L'épisode 28 reprend donc après la déroute de l'invasion en développant les conséquences pour les deux Daredevil et Kingpin. le lecteur apprécie que Checchetto ait le temps de réaliser deux épisodes en entier, les 28 & 29. Il a un trait de crayon plus acéré qui apporte une forme de tranchant aux personnages et de froideur aux environnements, augmentant d'un ou deux crans la dramatisation visuelle. de temps à autre, le coloriste peut se déchaîner : lors du combat très physique dans la cour du pénitencier avec de magnifiques effets de brouillard de pluie, ou pour les nuances de rouge du costume de Daredevil pour rehausser le relief, pour l'ambiance lumineuse de la boîte de nuit. Cette façon de dessiner rend plus palpable la douleur émotionnelle de Wilson Fisk au chevet de Mary Walker, le doute dans le regard d'Elektra quand elle contemple Alice en train de dormir, la sollicitude un peu agacée de la psychologue Haynes recevant Daredevil dans l'infirmerie de la prison, la classe de la Daredevil avec les touches ninja de son costume, la brutalité des coups portés lors du combat dans la cour, ou encore l'énergie des danseurs dans la discothèque. La différence se faite sentir avec les planches de
Hawthorne, propre avec un bon niveau descriptif, avec un jeu d'acteur manquant un peu de justesse, ce qui n'est pas masqué par des dessins trop sages, manquant d'une touche d'exagération expressionniste.
Matt Murdock a décidé de purger sa peine de prison de deux ans en se montrant un détenu exemplaire. Dans la salle commune, il se fait aborder par Marcus un autre détenu qui lui dit franchement sa façon de penser : il n'est qu'un bobo venu chercher une bonne conscience dans un univers dont il ressortira sans avoir été vraiment marqué, en pouvant le laisser derrière lui, par opposition à des individus ayant grandi dans un milieu de petite criminalité et qui ne pourront jamais s'affranchir de cette culture. Bien vu : un individu légitime explique à un criminel du dimanche qu'il n'est qu'un imposteur, et que sa démarche traduit une profonde hypocrisie intellectuelle. Surprise, le scénariste ne s'arrête pas en si bon chemin : Marcus et l'avocate de Matt lui demandent s'il pense vraiment que son séjour en prison va le faire grandir, va le rendre un meilleur individu, ou plus simplement un meilleur citoyen. Il se produit un étrange glissement où Matt se retrouve pris dans une double contrainte : d'un côté il compte bien faire son temps en prison comme citoyen soumis aux lois, de l'autre côté tout le monde lui fait remarquer qu'en tant que superhéros il ne respecte pas les lois et que son séjour en prison ne l'améliore en rien, voire pénalise toutes les personnes qu'il ne peut pas sauver pendant ce temps-là. C'est inattendu que l'auteur braque le projecteur sur cette contradiction inhérente à tout superhéros, aggravée par le fait que Matt Murdock soit un avocat.
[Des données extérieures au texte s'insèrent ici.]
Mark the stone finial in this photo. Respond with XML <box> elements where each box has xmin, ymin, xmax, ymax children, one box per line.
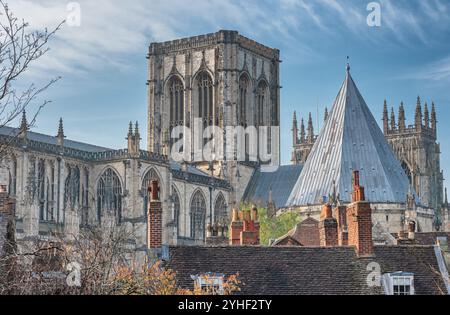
<box><xmin>424</xmin><ymin>103</ymin><xmax>430</xmax><ymax>128</ymax></box>
<box><xmin>383</xmin><ymin>100</ymin><xmax>389</xmax><ymax>134</ymax></box>
<box><xmin>431</xmin><ymin>102</ymin><xmax>437</xmax><ymax>133</ymax></box>
<box><xmin>300</xmin><ymin>118</ymin><xmax>306</xmax><ymax>143</ymax></box>
<box><xmin>19</xmin><ymin>109</ymin><xmax>30</xmax><ymax>139</ymax></box>
<box><xmin>292</xmin><ymin>111</ymin><xmax>298</xmax><ymax>145</ymax></box>
<box><xmin>398</xmin><ymin>102</ymin><xmax>406</xmax><ymax>132</ymax></box>
<box><xmin>56</xmin><ymin>117</ymin><xmax>66</xmax><ymax>146</ymax></box>
<box><xmin>414</xmin><ymin>96</ymin><xmax>422</xmax><ymax>129</ymax></box>
<box><xmin>148</xmin><ymin>180</ymin><xmax>160</xmax><ymax>201</ymax></box>
<box><xmin>308</xmin><ymin>113</ymin><xmax>314</xmax><ymax>143</ymax></box>
<box><xmin>128</xmin><ymin>121</ymin><xmax>133</xmax><ymax>138</ymax></box>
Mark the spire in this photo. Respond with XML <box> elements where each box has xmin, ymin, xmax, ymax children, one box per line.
<box><xmin>414</xmin><ymin>96</ymin><xmax>422</xmax><ymax>129</ymax></box>
<box><xmin>383</xmin><ymin>100</ymin><xmax>389</xmax><ymax>135</ymax></box>
<box><xmin>285</xmin><ymin>66</ymin><xmax>409</xmax><ymax>207</ymax></box>
<box><xmin>134</xmin><ymin>121</ymin><xmax>141</xmax><ymax>138</ymax></box>
<box><xmin>128</xmin><ymin>121</ymin><xmax>133</xmax><ymax>138</ymax></box>
<box><xmin>300</xmin><ymin>118</ymin><xmax>306</xmax><ymax>143</ymax></box>
<box><xmin>56</xmin><ymin>117</ymin><xmax>66</xmax><ymax>146</ymax></box>
<box><xmin>444</xmin><ymin>188</ymin><xmax>448</xmax><ymax>207</ymax></box>
<box><xmin>292</xmin><ymin>111</ymin><xmax>298</xmax><ymax>145</ymax></box>
<box><xmin>398</xmin><ymin>102</ymin><xmax>406</xmax><ymax>132</ymax></box>
<box><xmin>424</xmin><ymin>103</ymin><xmax>430</xmax><ymax>128</ymax></box>
<box><xmin>391</xmin><ymin>107</ymin><xmax>396</xmax><ymax>130</ymax></box>
<box><xmin>308</xmin><ymin>113</ymin><xmax>314</xmax><ymax>143</ymax></box>
<box><xmin>431</xmin><ymin>102</ymin><xmax>437</xmax><ymax>131</ymax></box>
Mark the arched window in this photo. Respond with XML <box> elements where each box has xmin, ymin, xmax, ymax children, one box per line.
<box><xmin>402</xmin><ymin>162</ymin><xmax>413</xmax><ymax>185</ymax></box>
<box><xmin>142</xmin><ymin>168</ymin><xmax>161</xmax><ymax>216</ymax></box>
<box><xmin>8</xmin><ymin>156</ymin><xmax>17</xmax><ymax>196</ymax></box>
<box><xmin>238</xmin><ymin>74</ymin><xmax>250</xmax><ymax>126</ymax></box>
<box><xmin>197</xmin><ymin>71</ymin><xmax>213</xmax><ymax>126</ymax></box>
<box><xmin>37</xmin><ymin>159</ymin><xmax>46</xmax><ymax>221</ymax></box>
<box><xmin>97</xmin><ymin>168</ymin><xmax>122</xmax><ymax>223</ymax></box>
<box><xmin>64</xmin><ymin>166</ymin><xmax>80</xmax><ymax>209</ymax></box>
<box><xmin>172</xmin><ymin>186</ymin><xmax>181</xmax><ymax>235</ymax></box>
<box><xmin>256</xmin><ymin>81</ymin><xmax>268</xmax><ymax>126</ymax></box>
<box><xmin>190</xmin><ymin>190</ymin><xmax>206</xmax><ymax>241</ymax></box>
<box><xmin>167</xmin><ymin>76</ymin><xmax>184</xmax><ymax>128</ymax></box>
<box><xmin>214</xmin><ymin>194</ymin><xmax>229</xmax><ymax>223</ymax></box>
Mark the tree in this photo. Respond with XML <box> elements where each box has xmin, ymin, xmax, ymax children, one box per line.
<box><xmin>0</xmin><ymin>226</ymin><xmax>240</xmax><ymax>295</ymax></box>
<box><xmin>242</xmin><ymin>205</ymin><xmax>301</xmax><ymax>245</ymax></box>
<box><xmin>0</xmin><ymin>0</ymin><xmax>64</xmax><ymax>157</ymax></box>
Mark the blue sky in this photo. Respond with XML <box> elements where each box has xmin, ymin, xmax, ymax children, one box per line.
<box><xmin>10</xmin><ymin>0</ymin><xmax>450</xmax><ymax>193</ymax></box>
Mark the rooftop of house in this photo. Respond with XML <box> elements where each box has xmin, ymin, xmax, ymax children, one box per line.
<box><xmin>167</xmin><ymin>246</ymin><xmax>448</xmax><ymax>295</ymax></box>
<box><xmin>392</xmin><ymin>232</ymin><xmax>450</xmax><ymax>245</ymax></box>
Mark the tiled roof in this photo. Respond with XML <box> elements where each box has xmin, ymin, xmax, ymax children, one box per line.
<box><xmin>286</xmin><ymin>71</ymin><xmax>409</xmax><ymax>207</ymax></box>
<box><xmin>167</xmin><ymin>246</ymin><xmax>446</xmax><ymax>295</ymax></box>
<box><xmin>392</xmin><ymin>232</ymin><xmax>450</xmax><ymax>245</ymax></box>
<box><xmin>243</xmin><ymin>165</ymin><xmax>302</xmax><ymax>208</ymax></box>
<box><xmin>0</xmin><ymin>127</ymin><xmax>112</xmax><ymax>152</ymax></box>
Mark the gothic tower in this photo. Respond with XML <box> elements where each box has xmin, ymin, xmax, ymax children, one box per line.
<box><xmin>148</xmin><ymin>30</ymin><xmax>280</xmax><ymax>168</ymax></box>
<box><xmin>383</xmin><ymin>97</ymin><xmax>443</xmax><ymax>211</ymax></box>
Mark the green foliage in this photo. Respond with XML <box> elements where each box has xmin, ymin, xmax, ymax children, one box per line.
<box><xmin>242</xmin><ymin>205</ymin><xmax>301</xmax><ymax>245</ymax></box>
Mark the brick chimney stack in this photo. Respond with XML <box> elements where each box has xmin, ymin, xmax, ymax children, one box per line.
<box><xmin>230</xmin><ymin>207</ymin><xmax>259</xmax><ymax>245</ymax></box>
<box><xmin>347</xmin><ymin>171</ymin><xmax>373</xmax><ymax>256</ymax></box>
<box><xmin>408</xmin><ymin>221</ymin><xmax>416</xmax><ymax>240</ymax></box>
<box><xmin>0</xmin><ymin>185</ymin><xmax>16</xmax><ymax>256</ymax></box>
<box><xmin>319</xmin><ymin>204</ymin><xmax>338</xmax><ymax>246</ymax></box>
<box><xmin>147</xmin><ymin>180</ymin><xmax>162</xmax><ymax>249</ymax></box>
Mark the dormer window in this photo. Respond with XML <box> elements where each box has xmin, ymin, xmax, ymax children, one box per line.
<box><xmin>191</xmin><ymin>272</ymin><xmax>225</xmax><ymax>295</ymax></box>
<box><xmin>383</xmin><ymin>271</ymin><xmax>414</xmax><ymax>295</ymax></box>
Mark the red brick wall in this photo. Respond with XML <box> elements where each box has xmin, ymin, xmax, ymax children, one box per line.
<box><xmin>319</xmin><ymin>218</ymin><xmax>338</xmax><ymax>246</ymax></box>
<box><xmin>347</xmin><ymin>201</ymin><xmax>373</xmax><ymax>256</ymax></box>
<box><xmin>147</xmin><ymin>201</ymin><xmax>162</xmax><ymax>249</ymax></box>
<box><xmin>293</xmin><ymin>218</ymin><xmax>320</xmax><ymax>246</ymax></box>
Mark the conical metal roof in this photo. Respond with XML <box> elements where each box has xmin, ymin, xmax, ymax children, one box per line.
<box><xmin>286</xmin><ymin>67</ymin><xmax>409</xmax><ymax>207</ymax></box>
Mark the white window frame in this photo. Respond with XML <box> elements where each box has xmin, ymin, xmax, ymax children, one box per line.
<box><xmin>382</xmin><ymin>271</ymin><xmax>415</xmax><ymax>295</ymax></box>
<box><xmin>191</xmin><ymin>273</ymin><xmax>225</xmax><ymax>295</ymax></box>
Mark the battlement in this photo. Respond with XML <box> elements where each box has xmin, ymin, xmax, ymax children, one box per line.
<box><xmin>383</xmin><ymin>96</ymin><xmax>437</xmax><ymax>140</ymax></box>
<box><xmin>149</xmin><ymin>30</ymin><xmax>280</xmax><ymax>61</ymax></box>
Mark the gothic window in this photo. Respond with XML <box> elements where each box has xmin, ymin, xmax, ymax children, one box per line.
<box><xmin>8</xmin><ymin>157</ymin><xmax>17</xmax><ymax>196</ymax></box>
<box><xmin>37</xmin><ymin>160</ymin><xmax>46</xmax><ymax>221</ymax></box>
<box><xmin>81</xmin><ymin>168</ymin><xmax>89</xmax><ymax>226</ymax></box>
<box><xmin>168</xmin><ymin>76</ymin><xmax>184</xmax><ymax>127</ymax></box>
<box><xmin>238</xmin><ymin>74</ymin><xmax>249</xmax><ymax>126</ymax></box>
<box><xmin>256</xmin><ymin>81</ymin><xmax>268</xmax><ymax>126</ymax></box>
<box><xmin>97</xmin><ymin>168</ymin><xmax>122</xmax><ymax>223</ymax></box>
<box><xmin>197</xmin><ymin>71</ymin><xmax>213</xmax><ymax>126</ymax></box>
<box><xmin>214</xmin><ymin>193</ymin><xmax>229</xmax><ymax>223</ymax></box>
<box><xmin>190</xmin><ymin>190</ymin><xmax>206</xmax><ymax>241</ymax></box>
<box><xmin>402</xmin><ymin>162</ymin><xmax>412</xmax><ymax>185</ymax></box>
<box><xmin>64</xmin><ymin>166</ymin><xmax>80</xmax><ymax>209</ymax></box>
<box><xmin>172</xmin><ymin>187</ymin><xmax>181</xmax><ymax>235</ymax></box>
<box><xmin>142</xmin><ymin>168</ymin><xmax>161</xmax><ymax>216</ymax></box>
<box><xmin>45</xmin><ymin>162</ymin><xmax>55</xmax><ymax>221</ymax></box>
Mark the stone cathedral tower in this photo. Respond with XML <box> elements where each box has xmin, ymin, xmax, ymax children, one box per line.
<box><xmin>383</xmin><ymin>97</ymin><xmax>443</xmax><ymax>211</ymax></box>
<box><xmin>148</xmin><ymin>30</ymin><xmax>280</xmax><ymax>169</ymax></box>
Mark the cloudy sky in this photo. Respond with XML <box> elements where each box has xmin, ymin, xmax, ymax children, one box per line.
<box><xmin>9</xmin><ymin>0</ymin><xmax>450</xmax><ymax>190</ymax></box>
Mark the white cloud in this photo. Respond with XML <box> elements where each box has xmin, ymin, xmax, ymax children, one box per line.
<box><xmin>10</xmin><ymin>0</ymin><xmax>449</xmax><ymax>75</ymax></box>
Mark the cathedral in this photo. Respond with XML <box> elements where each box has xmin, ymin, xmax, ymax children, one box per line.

Les lecteurs allergiques à cette version de Daredevil ne changeront pas d'avis, car le scénariste continue de s'approprier les personnages. Les autres continuent de se délecter des planches dynamiques de
Marco Checchetto, et de la manière dont le scénariste déstabilise Matt Murdock, à a fois en faisant s'écrouler sa certitude que le bon choix est de faire de la prison, à la fois par la montée en puissance de ses ennemis.